Austria 2010

We first note that the right-hand side of the equation is odd. We therefore know that $x^2$ is odd, and therefore $x$ is odd. One of the neighbors of $x$ must therefore be divisible by $4$, and we therefore have $x=2^{p}a\pm 1$ with $p>1$ and $a$ odd.

Let us first assume $x=2^{p}a+1$. If $a>1$, we first note that $x^2-1=2^{p+1}a(2^{p-1}a+1)$ holds, and therefore, since $y$ must contain all odd factors of $x^2-1$, $$y\ge 3(2^{p-1}a+1)>2^{p}a+1=x,$$ which contradicts $x>y$. We therefore have $a=1$, and $x=2^p+1$. The only possible value for $y$ is then $2^{p-1}+1$, since $b(2^{p-1}+1)>2^p+1=x$ holds for any $b>1$. Any possible solution in this case must therefore have $x=2^p+1$, $y=2^{p-1}+1$ and therefore $z=p+1$. If $p=2$, we obtain $x=5$ and $y=z=3$, which contradicts $y>z$. For any $p>2$ however, we obviously have $x>y$ and $y>z$ holds, since $2^{p-1}+1>p+1⟺2^{p-1}>p$ is certainly true. All tripels $(2^p+1,2^{p-1}+1,p+1)$ are therefore solutions for $p>2$.

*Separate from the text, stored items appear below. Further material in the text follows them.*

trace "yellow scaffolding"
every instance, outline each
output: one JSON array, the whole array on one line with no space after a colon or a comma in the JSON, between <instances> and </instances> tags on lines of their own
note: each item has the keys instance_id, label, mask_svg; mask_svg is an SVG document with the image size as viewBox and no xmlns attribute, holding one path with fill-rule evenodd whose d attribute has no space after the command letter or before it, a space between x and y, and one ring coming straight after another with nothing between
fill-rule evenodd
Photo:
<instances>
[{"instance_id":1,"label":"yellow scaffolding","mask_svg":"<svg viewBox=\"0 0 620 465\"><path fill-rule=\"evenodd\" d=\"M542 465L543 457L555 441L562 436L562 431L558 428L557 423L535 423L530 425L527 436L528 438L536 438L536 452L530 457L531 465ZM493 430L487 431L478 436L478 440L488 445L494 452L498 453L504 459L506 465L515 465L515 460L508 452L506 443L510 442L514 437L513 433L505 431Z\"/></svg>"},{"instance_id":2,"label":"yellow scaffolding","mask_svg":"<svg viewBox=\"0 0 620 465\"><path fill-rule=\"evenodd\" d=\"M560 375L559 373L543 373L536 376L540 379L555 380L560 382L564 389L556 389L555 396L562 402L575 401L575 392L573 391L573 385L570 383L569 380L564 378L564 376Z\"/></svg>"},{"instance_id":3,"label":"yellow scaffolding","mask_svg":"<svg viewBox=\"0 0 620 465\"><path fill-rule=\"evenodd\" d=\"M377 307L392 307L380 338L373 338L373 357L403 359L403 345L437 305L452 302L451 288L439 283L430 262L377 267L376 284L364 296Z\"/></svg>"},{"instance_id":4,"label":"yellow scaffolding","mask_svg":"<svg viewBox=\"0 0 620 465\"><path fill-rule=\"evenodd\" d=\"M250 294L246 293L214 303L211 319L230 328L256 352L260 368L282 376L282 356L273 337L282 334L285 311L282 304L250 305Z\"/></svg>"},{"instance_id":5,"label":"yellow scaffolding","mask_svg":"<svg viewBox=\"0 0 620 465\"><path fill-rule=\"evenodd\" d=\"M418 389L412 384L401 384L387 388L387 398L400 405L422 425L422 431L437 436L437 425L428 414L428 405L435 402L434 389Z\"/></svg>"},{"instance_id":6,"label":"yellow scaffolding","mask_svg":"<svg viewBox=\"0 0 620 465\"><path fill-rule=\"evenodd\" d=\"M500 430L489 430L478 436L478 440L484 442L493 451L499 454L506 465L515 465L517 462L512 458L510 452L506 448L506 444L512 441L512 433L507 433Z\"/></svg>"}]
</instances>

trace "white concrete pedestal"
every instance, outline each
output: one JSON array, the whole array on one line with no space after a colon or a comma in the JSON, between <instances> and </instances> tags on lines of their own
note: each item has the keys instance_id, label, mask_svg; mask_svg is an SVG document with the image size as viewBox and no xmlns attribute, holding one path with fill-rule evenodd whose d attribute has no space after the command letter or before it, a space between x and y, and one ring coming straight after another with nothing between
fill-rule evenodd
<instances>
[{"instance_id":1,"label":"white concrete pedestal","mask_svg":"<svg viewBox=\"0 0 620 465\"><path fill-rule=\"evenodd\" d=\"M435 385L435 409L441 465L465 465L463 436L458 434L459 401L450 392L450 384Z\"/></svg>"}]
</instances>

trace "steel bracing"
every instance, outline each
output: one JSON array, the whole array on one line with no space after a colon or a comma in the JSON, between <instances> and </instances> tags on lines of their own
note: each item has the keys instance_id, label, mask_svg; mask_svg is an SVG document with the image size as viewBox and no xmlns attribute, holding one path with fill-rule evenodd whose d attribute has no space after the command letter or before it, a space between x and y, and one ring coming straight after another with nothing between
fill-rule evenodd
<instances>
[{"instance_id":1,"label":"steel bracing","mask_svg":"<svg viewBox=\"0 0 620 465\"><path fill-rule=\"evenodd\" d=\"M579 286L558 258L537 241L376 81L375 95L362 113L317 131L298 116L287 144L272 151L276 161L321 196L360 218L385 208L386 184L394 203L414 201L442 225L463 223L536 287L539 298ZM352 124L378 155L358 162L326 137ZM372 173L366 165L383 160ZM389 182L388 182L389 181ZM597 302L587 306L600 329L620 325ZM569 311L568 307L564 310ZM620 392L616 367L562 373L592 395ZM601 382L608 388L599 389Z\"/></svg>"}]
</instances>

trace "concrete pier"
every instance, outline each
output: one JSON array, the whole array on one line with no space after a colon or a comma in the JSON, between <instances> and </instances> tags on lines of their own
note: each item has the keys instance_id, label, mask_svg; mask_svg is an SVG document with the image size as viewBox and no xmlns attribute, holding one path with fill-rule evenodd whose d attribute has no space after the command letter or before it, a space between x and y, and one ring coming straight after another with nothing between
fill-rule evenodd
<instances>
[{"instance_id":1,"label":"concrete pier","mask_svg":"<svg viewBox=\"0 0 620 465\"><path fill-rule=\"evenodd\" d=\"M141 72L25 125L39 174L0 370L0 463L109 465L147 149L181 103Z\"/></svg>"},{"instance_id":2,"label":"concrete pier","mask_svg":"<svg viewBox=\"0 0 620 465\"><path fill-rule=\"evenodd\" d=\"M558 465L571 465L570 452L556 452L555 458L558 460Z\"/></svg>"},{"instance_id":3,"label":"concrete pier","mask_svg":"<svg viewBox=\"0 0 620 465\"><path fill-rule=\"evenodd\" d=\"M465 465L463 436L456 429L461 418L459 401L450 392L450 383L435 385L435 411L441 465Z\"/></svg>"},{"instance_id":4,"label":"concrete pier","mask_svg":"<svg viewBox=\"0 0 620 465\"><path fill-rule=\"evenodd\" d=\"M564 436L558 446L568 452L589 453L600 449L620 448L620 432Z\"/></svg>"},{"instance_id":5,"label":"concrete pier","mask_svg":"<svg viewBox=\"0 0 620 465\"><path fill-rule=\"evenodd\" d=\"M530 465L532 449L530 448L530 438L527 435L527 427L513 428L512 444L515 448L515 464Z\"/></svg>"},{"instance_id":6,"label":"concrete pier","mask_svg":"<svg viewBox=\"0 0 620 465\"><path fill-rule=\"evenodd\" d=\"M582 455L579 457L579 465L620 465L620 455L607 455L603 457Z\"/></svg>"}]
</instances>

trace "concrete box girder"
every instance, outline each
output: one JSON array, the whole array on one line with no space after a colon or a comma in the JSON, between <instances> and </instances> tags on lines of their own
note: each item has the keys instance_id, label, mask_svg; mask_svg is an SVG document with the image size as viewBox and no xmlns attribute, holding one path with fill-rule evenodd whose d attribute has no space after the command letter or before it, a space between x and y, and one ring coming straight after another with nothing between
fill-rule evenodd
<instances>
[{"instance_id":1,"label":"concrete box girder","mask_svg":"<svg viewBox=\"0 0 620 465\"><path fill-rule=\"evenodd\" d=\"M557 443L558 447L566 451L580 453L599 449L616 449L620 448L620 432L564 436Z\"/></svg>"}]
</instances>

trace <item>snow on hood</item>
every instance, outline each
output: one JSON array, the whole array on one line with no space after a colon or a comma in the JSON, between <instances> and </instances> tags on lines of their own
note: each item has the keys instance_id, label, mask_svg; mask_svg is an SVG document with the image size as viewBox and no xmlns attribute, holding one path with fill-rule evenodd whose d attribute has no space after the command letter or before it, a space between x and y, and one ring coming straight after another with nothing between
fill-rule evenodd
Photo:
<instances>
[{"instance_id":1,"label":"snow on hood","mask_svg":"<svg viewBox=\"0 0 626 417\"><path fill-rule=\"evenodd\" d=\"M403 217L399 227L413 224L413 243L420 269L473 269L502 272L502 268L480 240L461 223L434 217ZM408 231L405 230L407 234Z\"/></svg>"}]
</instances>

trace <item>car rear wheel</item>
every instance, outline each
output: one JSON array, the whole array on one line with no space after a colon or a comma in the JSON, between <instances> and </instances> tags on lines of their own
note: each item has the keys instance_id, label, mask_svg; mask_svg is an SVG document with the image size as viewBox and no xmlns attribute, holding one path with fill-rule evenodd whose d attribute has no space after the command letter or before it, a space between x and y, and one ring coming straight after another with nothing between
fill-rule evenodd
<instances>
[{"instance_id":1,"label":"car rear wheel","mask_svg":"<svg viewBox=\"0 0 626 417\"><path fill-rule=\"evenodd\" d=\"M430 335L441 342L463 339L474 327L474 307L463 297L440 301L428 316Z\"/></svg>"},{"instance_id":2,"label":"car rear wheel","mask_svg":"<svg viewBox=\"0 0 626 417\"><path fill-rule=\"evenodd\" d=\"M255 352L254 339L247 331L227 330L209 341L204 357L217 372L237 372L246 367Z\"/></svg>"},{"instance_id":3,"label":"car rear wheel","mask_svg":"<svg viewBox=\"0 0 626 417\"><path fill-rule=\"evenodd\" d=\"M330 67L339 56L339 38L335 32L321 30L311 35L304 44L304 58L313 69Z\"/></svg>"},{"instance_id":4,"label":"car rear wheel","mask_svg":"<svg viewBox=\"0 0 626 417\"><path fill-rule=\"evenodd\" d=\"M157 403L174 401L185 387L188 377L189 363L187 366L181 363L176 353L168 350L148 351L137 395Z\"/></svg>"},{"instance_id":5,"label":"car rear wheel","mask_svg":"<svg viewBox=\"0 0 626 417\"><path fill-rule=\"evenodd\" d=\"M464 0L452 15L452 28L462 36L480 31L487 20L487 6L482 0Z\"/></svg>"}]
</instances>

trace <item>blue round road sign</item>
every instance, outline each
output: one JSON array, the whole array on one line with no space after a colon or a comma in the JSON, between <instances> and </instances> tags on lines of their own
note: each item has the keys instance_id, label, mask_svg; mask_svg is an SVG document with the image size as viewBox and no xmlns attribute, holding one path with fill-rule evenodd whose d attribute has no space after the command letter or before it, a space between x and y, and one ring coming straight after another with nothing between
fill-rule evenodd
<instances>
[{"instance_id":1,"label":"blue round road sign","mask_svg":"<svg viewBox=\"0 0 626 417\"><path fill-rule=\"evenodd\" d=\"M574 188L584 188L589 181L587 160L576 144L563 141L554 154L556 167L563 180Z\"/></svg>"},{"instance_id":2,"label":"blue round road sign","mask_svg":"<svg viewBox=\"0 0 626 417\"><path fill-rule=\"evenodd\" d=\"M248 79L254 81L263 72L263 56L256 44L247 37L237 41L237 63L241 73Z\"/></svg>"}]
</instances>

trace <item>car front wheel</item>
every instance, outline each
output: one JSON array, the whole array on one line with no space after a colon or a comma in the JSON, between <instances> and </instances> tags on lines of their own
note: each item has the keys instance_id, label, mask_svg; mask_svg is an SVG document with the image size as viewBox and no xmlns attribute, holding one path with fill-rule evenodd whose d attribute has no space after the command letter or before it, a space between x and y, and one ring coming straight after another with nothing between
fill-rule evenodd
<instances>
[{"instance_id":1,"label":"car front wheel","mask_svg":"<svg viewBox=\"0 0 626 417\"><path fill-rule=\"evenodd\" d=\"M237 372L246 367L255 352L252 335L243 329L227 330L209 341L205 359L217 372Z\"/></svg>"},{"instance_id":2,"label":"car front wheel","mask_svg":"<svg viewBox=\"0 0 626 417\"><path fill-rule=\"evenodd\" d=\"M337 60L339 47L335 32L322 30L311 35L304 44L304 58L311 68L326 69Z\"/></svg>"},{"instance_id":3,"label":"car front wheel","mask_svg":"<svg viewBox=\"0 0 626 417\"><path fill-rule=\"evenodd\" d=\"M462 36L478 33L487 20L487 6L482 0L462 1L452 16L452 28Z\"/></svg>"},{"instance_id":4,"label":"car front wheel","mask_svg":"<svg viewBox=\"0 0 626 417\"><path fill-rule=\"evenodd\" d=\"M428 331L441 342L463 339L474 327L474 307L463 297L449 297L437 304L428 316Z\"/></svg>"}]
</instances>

Now let us assume $x=2^{p}a-1$. If $a>1$, we have $x^2-1=2^{p+1}a(2^{p-1}a-1)$, and therefore $$y\ge 3(2^{p-1}a+1)=2^{p}a-1+2^{p-1}a-2>2^{p}a-1+2^p-2>x,$$ which again contradicts $x>y$, and we once again have $a=1$. If $x=2^p-1$, possible values for $y$ are either $y=2^{p-1}-1$ or $y=2(2^{p-1}-1)$, since $b(2^{p-1}-1)>2^p-1$ for any $b>2$. We therefore have two further groups of solutions. In the first case, we have $x=2^p-1$, $y=2^{p-1}-1$ and therefore $z=p+1$. If $p=2$, we obtain $x=3$, $y=1$ and $z=3$, which contradicts $y>z$. If $p=3$, we obtain $x=7$, $y=3$ and $z=4$ again contradicting $y>z$. If $p\ge 4$ however, $y>z$ holds, since $2^{p-1}-1>p+1⟺2^{p-1}>p+2$ is certainly true. All tripels $(2^p-1,2^{p-1}-1,p+1)$ are therefore solutions for $p>3$.

Finally, if $x=2^p-1$ and $y=2^p-2$, we have $z=p$. If $p=2$, we obtain $x=3$ and $y=z=2$, which again contradicts $y>z$. If $p>2$ however, $y>z$ holds, since $2^p-2>p⟺2^p>p+2$ is again true. All tripels $(2^p-1,2^p-2,p)$ are therefore also solutions for $p>2$.

Summarizing, the solutions are given by the tripels $$\begin{array}{l}(2^p+1,2^{p-1}+1,p+1)\text{for }p>2,\\ (2^p-1,2^{p-1}-1,p+1)\text{for }p>3,\\ \text{and }(2^p-1,2^p-2,p)\text{for }p>2.\end{array}$$